The art of ‘hit to lead’ medicinal chemistry is building this fragment up to a highly efficacious and selective molecule, while restraining its properties within useful ranges, such as ensuring it stays in solution within the human body. We might need to come up with intricate molecular structures to keep the covetable properties high and the unwanted ones to a minimum. Reports show that small molecule drug structures tend to become more complex over time.
Historically, medicinal chemists have placed soft barriers on what we can make as part of a fast-paced medicinal chemistry project. In practice, more synthetically challenging targets are made less frequently, simply because there is a higher chance of reward from making several different compounds rapidly than taking more time to make a single compound – even if it initially seems more promising. Although this unintentionally biases our exploration of chemical space, synthesis challenges occasionally also hint at issues such as compound stability, perhaps under particular conditions such as the low pH of the stomach. And trouble with syntheses can be compounded when it comes time to scale up, in process chemistry.

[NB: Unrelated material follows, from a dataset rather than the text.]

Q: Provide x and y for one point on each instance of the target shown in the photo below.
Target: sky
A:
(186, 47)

A map is not very useful if it only shows the hilltops
However, vendor fragment catalogues are filling with motifs such as the cagelike bicyclo[1.1.1]pentanes and 2-azabicyclo[2.1.1]hexanes, and other much more reactive scaffolds, levelling the playing field of synthetic accessibility. With a wide variety of complex units premade by a third party, the risk and time commitment to access them vanishes. But when we scale up, it’s not just the final, single molecule drug target’s safety and reactivity concerns we have to consider – these need to be evaluated for every intermediate between synthetic steps too. As well as needing to ensure the safety of operators running the experiments that use these sometimes strained and energy-rich newer building blocks, particularly reactive motifs have a higher chance of forming toxic impurities in the flask and metabolites in the body, which could render them unusable as a drug.
Medicinal chemists should explore this chemical space regardless. Only a select few of the tens of thousands of compounds made on a project will be scaled up, and experimental safety concerns that become important in process can often be mitigated on the few-hundred-milligram scale. Not every compound is even made with the aim of being incorporated into a drug, as we cannot understand a structure–activity relationship fully with only patches of data. After all, a map is not very useful if it only shows the hilltops without describing the valleys and cliffs between them. So, outside of specific concerns such as toxicity, traditional synthetic accessibility is not explicitly part of designing a good drug substance.

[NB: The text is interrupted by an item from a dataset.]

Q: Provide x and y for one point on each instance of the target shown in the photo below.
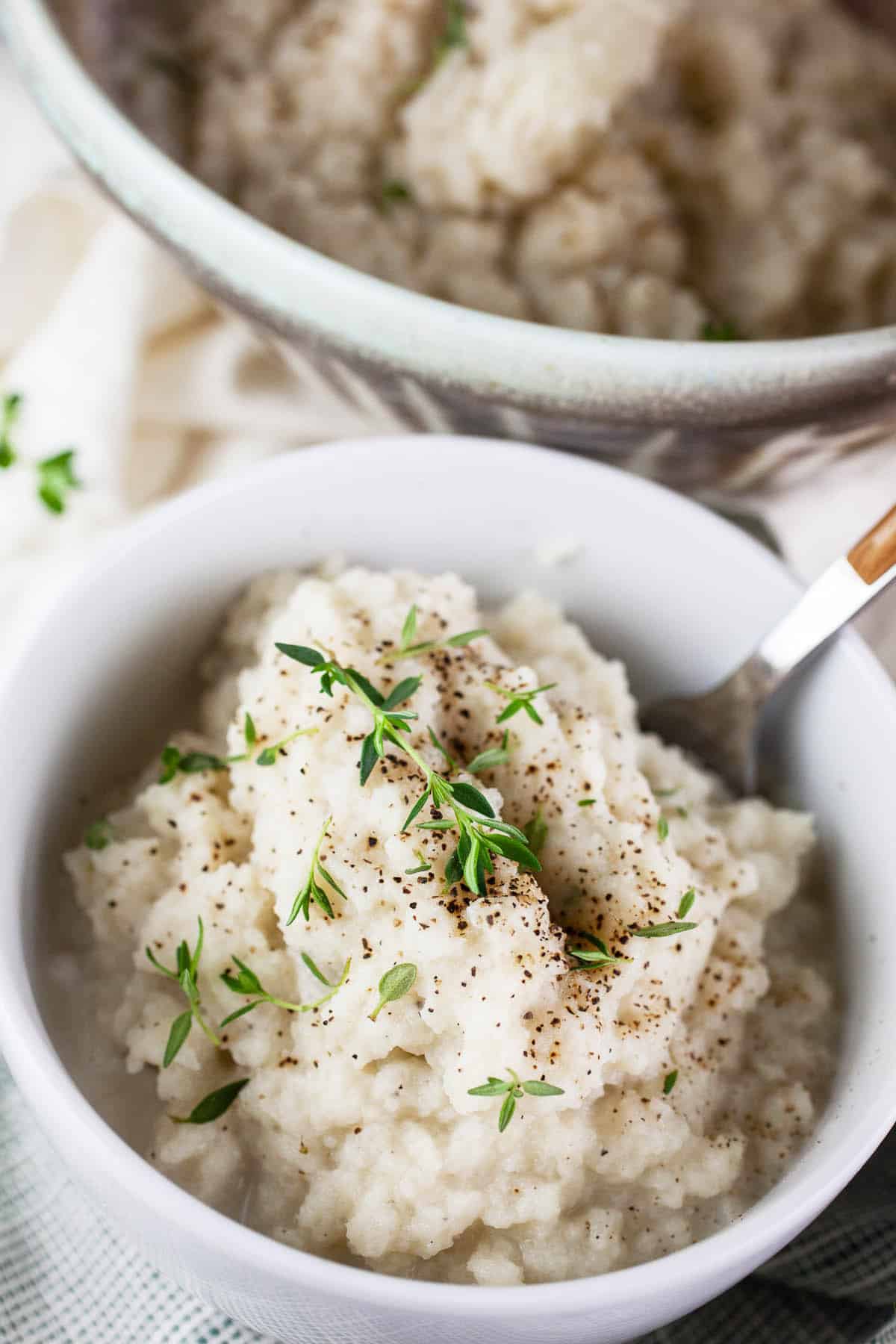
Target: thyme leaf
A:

When they do win a place in a final drug candidate molecule, reactive ring systems inject fear into the hearts of process chemists. Conditions that were easy on a small scale become challenging or impossible on plant, and routes must be redesigned to avoid the most dangerous or resource-intensive steps. In the public drug development community, we are even starting to see process chemists pushing back on reactive scaffolds due to the risk they won’t make it through scale-up.

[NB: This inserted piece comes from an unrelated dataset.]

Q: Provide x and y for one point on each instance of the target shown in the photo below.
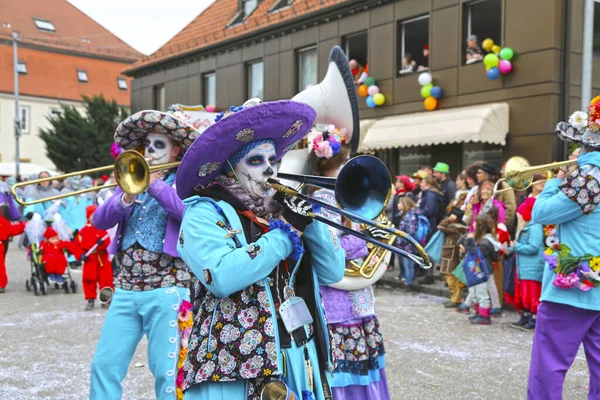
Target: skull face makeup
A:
(158, 148)
(258, 165)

We don’t have access to a perfect drug, though the effort required to make a candidate that enters trials compels you to think that each time, we must be fairly close. I’m definitely excited when I see new building block types – although when skeletal structures start to look like a game of Tetris gone wrong, we might have to pick up the pieces later on. I look forward to decades more of medicinal and process chemists working together to make the best pharmaceuticals!